They rode the baked laterite roads through the forest, the old jeep throwing up clouds of dark red dust. It hadn’t rained in months, but the wet season was coming; Tomé could smell its approaching breath. Soon hunting in the Dzanga would be done and they would have to return to the farms or the mines to work and wait.
Tomé watched the South African frowning into the trees, his Remington ready as if he expected The Ghost to lumber out at any moment, begging to be shot. Alban, the translator, was chatting away next to him but the foreigner seemed uninterested, satisfied to just stare ahead in silence.

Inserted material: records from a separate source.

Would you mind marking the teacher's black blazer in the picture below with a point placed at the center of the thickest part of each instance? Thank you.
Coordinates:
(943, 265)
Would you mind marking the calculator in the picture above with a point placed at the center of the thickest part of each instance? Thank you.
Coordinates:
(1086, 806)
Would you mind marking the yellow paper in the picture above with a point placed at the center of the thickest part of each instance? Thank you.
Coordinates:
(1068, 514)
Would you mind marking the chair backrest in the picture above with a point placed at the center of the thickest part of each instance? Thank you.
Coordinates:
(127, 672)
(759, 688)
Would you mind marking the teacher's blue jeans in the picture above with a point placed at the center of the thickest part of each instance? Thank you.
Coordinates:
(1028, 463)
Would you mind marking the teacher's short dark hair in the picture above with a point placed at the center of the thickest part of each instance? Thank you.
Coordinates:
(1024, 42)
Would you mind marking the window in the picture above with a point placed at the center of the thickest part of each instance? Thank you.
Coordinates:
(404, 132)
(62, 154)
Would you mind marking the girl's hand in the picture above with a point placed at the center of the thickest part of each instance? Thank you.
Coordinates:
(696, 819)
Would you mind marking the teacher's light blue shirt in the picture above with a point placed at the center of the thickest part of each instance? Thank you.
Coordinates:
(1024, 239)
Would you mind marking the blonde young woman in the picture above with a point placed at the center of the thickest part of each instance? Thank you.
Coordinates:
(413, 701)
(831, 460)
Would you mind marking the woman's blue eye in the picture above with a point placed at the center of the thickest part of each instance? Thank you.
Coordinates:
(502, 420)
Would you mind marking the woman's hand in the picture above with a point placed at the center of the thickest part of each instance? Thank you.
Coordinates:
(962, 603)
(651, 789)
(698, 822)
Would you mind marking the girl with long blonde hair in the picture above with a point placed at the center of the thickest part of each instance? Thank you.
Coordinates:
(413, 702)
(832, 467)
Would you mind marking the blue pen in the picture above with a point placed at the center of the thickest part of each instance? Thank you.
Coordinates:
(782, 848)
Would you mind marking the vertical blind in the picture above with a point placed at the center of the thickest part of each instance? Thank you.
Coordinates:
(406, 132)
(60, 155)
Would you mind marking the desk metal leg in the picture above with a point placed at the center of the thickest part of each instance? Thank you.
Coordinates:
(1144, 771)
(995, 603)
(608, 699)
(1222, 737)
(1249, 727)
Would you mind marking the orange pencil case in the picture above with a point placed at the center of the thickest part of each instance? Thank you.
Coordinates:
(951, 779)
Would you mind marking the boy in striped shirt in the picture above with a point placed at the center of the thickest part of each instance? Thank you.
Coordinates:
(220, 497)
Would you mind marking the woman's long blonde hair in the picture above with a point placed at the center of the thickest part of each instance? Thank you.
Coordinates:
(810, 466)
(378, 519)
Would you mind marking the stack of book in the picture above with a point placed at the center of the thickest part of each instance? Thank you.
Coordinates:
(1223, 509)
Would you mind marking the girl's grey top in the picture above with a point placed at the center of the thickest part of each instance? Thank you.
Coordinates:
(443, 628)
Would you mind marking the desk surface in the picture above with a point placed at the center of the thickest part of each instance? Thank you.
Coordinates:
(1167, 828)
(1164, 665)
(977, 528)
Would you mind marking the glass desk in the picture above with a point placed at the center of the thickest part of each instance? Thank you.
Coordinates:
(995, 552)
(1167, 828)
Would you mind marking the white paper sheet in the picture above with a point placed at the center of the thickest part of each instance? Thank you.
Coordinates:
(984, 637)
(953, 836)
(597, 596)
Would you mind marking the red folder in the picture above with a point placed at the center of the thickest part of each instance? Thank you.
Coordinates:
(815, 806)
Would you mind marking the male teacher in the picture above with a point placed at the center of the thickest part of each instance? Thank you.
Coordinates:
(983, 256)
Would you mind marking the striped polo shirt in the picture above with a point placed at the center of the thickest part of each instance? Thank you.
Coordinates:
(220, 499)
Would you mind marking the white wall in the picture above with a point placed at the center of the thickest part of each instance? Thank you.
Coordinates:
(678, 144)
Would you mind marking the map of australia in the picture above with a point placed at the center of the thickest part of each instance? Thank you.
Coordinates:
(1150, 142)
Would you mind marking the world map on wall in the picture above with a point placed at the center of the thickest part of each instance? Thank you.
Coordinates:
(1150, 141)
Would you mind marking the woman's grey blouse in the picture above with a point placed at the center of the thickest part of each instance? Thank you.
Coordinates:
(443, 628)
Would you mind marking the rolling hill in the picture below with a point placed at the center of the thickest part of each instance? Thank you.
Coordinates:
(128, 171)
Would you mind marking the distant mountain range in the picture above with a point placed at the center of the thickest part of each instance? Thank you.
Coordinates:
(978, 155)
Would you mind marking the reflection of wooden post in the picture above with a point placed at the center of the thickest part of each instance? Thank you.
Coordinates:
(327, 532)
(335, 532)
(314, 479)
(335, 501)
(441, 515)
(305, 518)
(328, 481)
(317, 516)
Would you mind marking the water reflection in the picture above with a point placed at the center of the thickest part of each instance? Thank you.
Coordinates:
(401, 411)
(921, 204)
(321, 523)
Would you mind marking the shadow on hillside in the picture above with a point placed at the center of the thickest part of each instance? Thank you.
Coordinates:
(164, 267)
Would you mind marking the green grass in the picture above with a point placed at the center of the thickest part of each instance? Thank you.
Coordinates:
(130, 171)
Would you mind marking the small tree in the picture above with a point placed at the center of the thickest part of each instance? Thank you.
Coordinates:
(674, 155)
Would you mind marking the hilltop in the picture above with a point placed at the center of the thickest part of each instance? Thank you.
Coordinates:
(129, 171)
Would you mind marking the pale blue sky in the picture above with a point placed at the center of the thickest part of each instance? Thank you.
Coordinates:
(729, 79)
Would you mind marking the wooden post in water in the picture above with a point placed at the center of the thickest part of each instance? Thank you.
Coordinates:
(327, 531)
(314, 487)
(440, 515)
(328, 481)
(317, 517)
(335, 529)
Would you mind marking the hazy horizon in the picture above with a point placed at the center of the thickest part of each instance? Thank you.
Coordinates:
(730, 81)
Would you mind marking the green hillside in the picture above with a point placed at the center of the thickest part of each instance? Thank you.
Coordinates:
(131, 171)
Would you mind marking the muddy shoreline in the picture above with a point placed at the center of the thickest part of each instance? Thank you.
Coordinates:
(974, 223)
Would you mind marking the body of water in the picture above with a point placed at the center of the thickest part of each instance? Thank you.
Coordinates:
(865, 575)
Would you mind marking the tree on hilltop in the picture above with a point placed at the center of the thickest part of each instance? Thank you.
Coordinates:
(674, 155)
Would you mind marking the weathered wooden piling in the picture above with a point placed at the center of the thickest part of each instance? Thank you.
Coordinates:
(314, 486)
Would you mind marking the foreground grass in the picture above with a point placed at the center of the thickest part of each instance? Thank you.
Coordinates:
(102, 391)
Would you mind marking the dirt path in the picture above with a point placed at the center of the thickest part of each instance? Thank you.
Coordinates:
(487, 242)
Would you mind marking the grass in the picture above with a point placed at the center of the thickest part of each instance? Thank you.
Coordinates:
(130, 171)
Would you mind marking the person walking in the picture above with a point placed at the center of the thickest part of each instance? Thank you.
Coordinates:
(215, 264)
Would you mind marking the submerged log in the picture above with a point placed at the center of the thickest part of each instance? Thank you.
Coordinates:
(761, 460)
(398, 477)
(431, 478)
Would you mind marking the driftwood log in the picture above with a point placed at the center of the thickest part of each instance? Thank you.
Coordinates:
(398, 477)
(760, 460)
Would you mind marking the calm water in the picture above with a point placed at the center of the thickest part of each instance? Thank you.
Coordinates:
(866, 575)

Nouradine caught Tomé’s eye and smiled, the chief in a good mood for once. They’d all laughed when Alban had told them a white man from the mining company had heard about The Ghost, wanted to hunt him. Not for pink ivory – that was the funny part – but for a photo. It meant a great deal to this man, Alban had insisted, that he kill the white elephant and have it immortalised in film. They’d laughed even harder at that, until the translator told them how much the man was willing to pay. Tomé’s share would feed his brothers and sisters for a year.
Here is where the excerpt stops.